And yet, much like the Louisiana Spring-Summer-Winter-Spring season this time of year, the transition from clarity to roadblocks and back is as routine as the 45-degree temperature shift I experience daily down here in the Bayou.

When I think about fear, my mind looks at things through a physical lens instantly.

Physically, I don’t have many fears. I’m just about willing to consider any physical task I deem a good use of my time. Having put multiple lifetimes of mileage on my body during my swim career it has made me immune to considering the impossible. I make no room for excuses in that department; I make the time, protect it, and optimize what my body has left in it.

What I miss about those swimming days was the black and white nature of performance. You knew what was fast. You knew what wasn’t. Work hard, work smart, get better, and swim fast.

They were simpler times.

As I look at life now, no matter where I lie on the ambition scale on any particular day, what counts as good enough is nothing but a big bag of ambiguous grey.

For me, it is in the grey where the fear is able to take hold and reign free.

In this grey, I am allowed to be comfortable, especially when success really can’t be defined. Like it really can’t. These ceilings of potential and ambition I set for myself are not standards of success; they are figments of my imagination at best. But once I start hypothesizing, planning, and acting toward what is possible, my mind can’t help but perceive these initial ambitions as my new definition of success.

And fear seeps in.

Am I committing to something beyond me? Can I really be sure this is what I want? What will it mean if I can’t achieve this? How big of an investment will this be and is it worth it?

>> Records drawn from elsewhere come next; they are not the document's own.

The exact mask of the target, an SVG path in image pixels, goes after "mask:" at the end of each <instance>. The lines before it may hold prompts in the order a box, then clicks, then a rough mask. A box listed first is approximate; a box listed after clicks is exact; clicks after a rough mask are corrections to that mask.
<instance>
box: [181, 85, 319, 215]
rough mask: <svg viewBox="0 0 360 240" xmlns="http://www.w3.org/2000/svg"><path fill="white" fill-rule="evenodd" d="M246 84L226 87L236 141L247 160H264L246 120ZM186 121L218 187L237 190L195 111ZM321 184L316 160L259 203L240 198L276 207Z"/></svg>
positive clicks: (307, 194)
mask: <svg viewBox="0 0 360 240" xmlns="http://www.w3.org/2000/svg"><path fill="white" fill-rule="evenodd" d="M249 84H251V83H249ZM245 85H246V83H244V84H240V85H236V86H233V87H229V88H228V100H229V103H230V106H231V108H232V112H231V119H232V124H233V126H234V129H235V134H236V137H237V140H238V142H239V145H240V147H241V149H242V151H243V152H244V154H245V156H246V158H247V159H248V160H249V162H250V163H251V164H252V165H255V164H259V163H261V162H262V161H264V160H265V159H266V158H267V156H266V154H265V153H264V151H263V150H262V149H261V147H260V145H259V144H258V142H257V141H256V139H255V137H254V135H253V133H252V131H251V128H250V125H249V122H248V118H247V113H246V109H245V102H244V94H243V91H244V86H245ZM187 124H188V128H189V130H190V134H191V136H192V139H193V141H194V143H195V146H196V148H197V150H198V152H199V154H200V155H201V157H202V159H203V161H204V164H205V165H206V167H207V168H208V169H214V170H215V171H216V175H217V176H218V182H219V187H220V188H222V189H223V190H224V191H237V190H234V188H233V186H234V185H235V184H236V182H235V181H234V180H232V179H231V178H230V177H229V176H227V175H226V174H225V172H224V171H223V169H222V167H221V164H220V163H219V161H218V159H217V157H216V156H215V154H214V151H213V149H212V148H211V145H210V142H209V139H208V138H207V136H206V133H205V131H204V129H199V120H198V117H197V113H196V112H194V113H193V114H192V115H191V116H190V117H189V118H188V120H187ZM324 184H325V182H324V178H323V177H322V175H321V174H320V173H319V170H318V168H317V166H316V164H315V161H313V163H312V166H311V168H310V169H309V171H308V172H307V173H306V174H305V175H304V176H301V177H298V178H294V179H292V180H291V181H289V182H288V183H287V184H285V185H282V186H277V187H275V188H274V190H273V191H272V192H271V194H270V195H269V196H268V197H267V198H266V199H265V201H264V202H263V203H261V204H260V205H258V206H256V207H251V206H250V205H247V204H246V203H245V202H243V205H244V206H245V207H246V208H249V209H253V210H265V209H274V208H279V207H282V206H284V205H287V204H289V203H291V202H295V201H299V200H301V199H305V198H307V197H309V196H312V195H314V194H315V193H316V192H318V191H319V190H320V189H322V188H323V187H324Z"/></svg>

They sound like doubts and avoidance tactics, but those are just protective words for the fear that reigns over me in such moments.

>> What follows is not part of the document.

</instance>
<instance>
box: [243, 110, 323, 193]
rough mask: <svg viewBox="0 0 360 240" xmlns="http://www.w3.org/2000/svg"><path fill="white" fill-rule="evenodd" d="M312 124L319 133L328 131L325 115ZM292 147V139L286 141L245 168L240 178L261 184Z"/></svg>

Therein lies the weekly dance between my ambition and my fear, with the result presented in my personality traits of procrastination, ADHD, and escapism.

It is not that I don’t believe in myself, because I do. It is not that I don’t believe in my ideas, because I do. And it is certainly not that I don’t respect and relish the pursuit of the ceilings I put out there, because I genuinely love the chase!

It simply reinforces the work that goes into mental conditioning and the lifelong marathon of training and the challenges that come with it.

Just like with any sports season, you train, store the hay in the barn, trust the work, and go out and perform. Then you go back and start all over again for the next season.

The fact is, ambition is the cause of starting a new mental conditioning season every time you have a new Big Hairy Audacious Goal, and sometimes you can be training for multiple BHAG’s at one time!

One dance toward one BHAG is challenging enough. I just happen to live in a headspace where the music keeps playing, the dancing keeps going, the conditioning is in high demand, and the fear becomes more prevalent.

I must remind myself not to be afraid to dance.

I must remind myself not to be surprised when I am afraid.

This dance with fear might just be the greatest form of conditioning we all need.